India urged UNDP to ensure that ongoing reforms do not dilute UNOSSC’s operational and programmatic capacity, cautioning that such a move would weaken South-South cooperation in practice. “India therefore firmly urges UNDP to urgently reconsider and review the proposed allocation to UNOSSC and expects these serious concerns to be addressed in the final Strategic Framework for 2026–2029,” Harish said.
UNDP Administrator Alexander De Croo told member states that the agency managed to sustain delivery in 2025 despite an “exceptionally constrained and deteriorating funding environment” across the development sector.
Looking ahead, De Croo said UNDP expects further deep cuts in 2026, with core funding projected to fall by USD 188 million compared to 2024 levels, leaving core resources at just 11 per cent of overall funding.
In 2025, UNDP cut more than USD 80 million from its institutional and core programme budget, while a further USD 113 million reduction is projected for 2026, he added, noting that budget reviews would continue throughout the year based on income levels.
De Croo said UNOSSC as the UN’s global focal point for South-South and triangular cooperation, had helped scale solutions based on shared national experiences. He said that UNOSSC facilitated trust fund projects across 50 developing countries.

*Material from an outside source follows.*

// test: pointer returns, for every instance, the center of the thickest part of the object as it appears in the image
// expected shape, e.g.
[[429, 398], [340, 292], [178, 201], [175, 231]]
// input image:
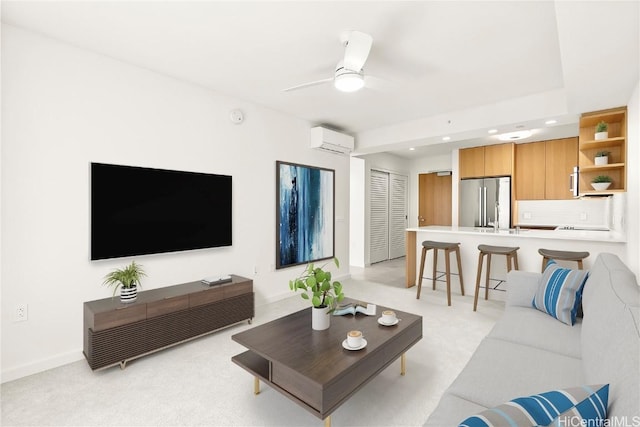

India highlighted that its partnership with UNDP spans over six decades, making it one of the organisation’s longest-standing and most comprehensive country relationships. Over the years, UNDP has supported India’s priorities in areas such as poverty reduction, social inclusion and institutional strengthening, working closely with states and Union Territories.
Harish said UNDP has also partnered with NITI Aayog to advance the SDGs at national and sub-national levels through effective localisation efforts.
He said that the UNDP Country Programme for India (2023–27) outlines an ambitious roadmap aligned with national priorities, including institution-building, economic opportunity expansion and climate-resilient development. Its focus areas include sustainable finance, inclusive health systems, skills and livelihoods, women and youth employment, climate action, biodiversity conservation, the circular economy and disaster resilience.
India also underscored the value of UNDP’s role in implementing the India-UN Development Partnership Fund, through which India supports demand-driven South-South cooperation across more than 70 partner countries.
As nations work to recover and accelerate progress toward the 2030 Agenda, Harish said adjustments in global financial systems, national policies and production patterns are essential, adding that UNDP’s role as a trusted development partner remains critical.
Last month, UNDP announced plans to relocate a significant number of positions from its New York headquarters as part of efforts to adapt to changing financial realities and strengthen its development impact. Nearly 400 posts are affected, with around three-quarters moving to Bonn, Germany, and the remainder to Madrid, Spain.